Mayor Gregor Robertson highlighted the development of a rapid transit line down the city’s Broadway corridor as his top priority at an Urban Land Institute luncheon on May 6.
Robertson pointed to the Broadway corridor, which stretches from the Broadway-Commercial Drive SkyTrain station to the University of British Columbia campus, which is a hub for jobs and medical facilities.
It also experiences some of the highest traffic volume in the province.
But, the corridor is crippled by gridlock, he said, which will only continue as the Evergreen Line linking Port Coquitlam and Port Moody to the current SkyTrain system gives more transit riders easy access to the congested Broadway-Commercial Drive station.

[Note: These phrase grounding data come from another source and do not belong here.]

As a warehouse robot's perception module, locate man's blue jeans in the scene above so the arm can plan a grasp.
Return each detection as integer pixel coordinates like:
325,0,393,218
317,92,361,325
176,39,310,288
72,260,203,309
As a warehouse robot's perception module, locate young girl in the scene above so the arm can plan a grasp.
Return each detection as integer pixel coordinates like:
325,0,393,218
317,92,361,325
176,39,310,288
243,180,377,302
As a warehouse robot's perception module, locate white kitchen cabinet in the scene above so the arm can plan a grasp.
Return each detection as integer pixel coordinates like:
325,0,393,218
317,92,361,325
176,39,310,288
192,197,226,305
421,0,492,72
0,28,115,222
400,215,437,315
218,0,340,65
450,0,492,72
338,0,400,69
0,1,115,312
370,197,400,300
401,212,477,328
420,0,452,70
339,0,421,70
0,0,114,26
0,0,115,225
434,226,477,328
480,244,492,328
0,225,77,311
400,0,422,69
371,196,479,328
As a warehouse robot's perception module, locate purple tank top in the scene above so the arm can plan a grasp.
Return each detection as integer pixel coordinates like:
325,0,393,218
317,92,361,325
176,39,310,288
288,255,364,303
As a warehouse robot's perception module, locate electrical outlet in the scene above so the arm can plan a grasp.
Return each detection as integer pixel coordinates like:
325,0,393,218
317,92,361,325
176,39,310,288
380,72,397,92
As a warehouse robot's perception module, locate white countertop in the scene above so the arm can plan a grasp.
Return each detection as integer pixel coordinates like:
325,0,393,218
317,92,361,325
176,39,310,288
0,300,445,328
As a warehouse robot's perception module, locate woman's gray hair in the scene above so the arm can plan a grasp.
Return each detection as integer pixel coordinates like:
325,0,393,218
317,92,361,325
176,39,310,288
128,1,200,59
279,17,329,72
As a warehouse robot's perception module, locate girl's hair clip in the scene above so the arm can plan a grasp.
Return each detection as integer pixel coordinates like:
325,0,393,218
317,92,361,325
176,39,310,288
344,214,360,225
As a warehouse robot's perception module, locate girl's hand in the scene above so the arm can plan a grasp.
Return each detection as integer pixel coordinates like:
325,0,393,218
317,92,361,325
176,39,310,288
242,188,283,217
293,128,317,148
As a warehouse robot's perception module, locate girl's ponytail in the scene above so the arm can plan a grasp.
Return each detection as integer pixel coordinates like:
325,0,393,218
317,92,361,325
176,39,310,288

Robertson stressed that any future SkyTrain line down Broadway will be underground.
“With modern construction techniques and tunneling, we can minimize disruption along that corridor. It’s very congested so it’s difficult to work in, but with mitigation of impacts we can see successful construction without a lot of upheaval,” he said.
Robertson added that lessons and mistakes learned while building the Canada Line in preparation for the 2010 Winter Olympics will allow for a smoother process while building the Broadway line.
“The city is at a juncture, and we have to make wise choices going forward,” Robertson said.
He stressed that there is a need to build along the corridors, but there are limitations.
“(Using towers as a solution is) not something you’ll see as long as I’m mayor. We’re building where people live,” he said.
Public response to building towers to densify neighbourhoods has been mixed in the past, with a large-scale development at Oak Ridge gaining the approval of the community, but a proposal for highrise towers in the Grandview-Woodlands neighbourhood met with strong community opposition.
“We are working on different kinds of buildings and different forms that people are happy with,” Robertson said.
He also provided an overview of some of the construction taking place throughout the city.
One region where tower construction has accelerated is Vancouver’s downtown core, with Telus building its mixed-use office tower and its residential Telus Garden project.
According to Robertson, more than 3.5 million square feet of new office space is being built.
He also pointed to the value of building permits in the first quarter of this year, which is up 63 per cent from last year.
Construction of rental housing has also increased but that has not been without its own challenges.
He described a “dearth” of funding at the federal level for low-income and community housing.
He said that transit has not seen much federal funding.
The mayor also discussed Vancouver’s Greenest City 2020 plan to reduce greenhouse gases and increase sustainability.
“The ‘livable city’ model encourages a greater sense of belonging, community and health,” he said, adding there has been a substantial growth in both clean technology businesses and green building in Vancouver.
The ‘livable city’ concept dates back to the 1970s, he added, when citizens opposed a freeway system cutting through downtown and East Vancouver, and the plan was later struck down by Vancouver city council.
“That decision was the beginning of Vancouver as a livable city and in decades since, many other cities have decided to follow the Vancouver model,” he said.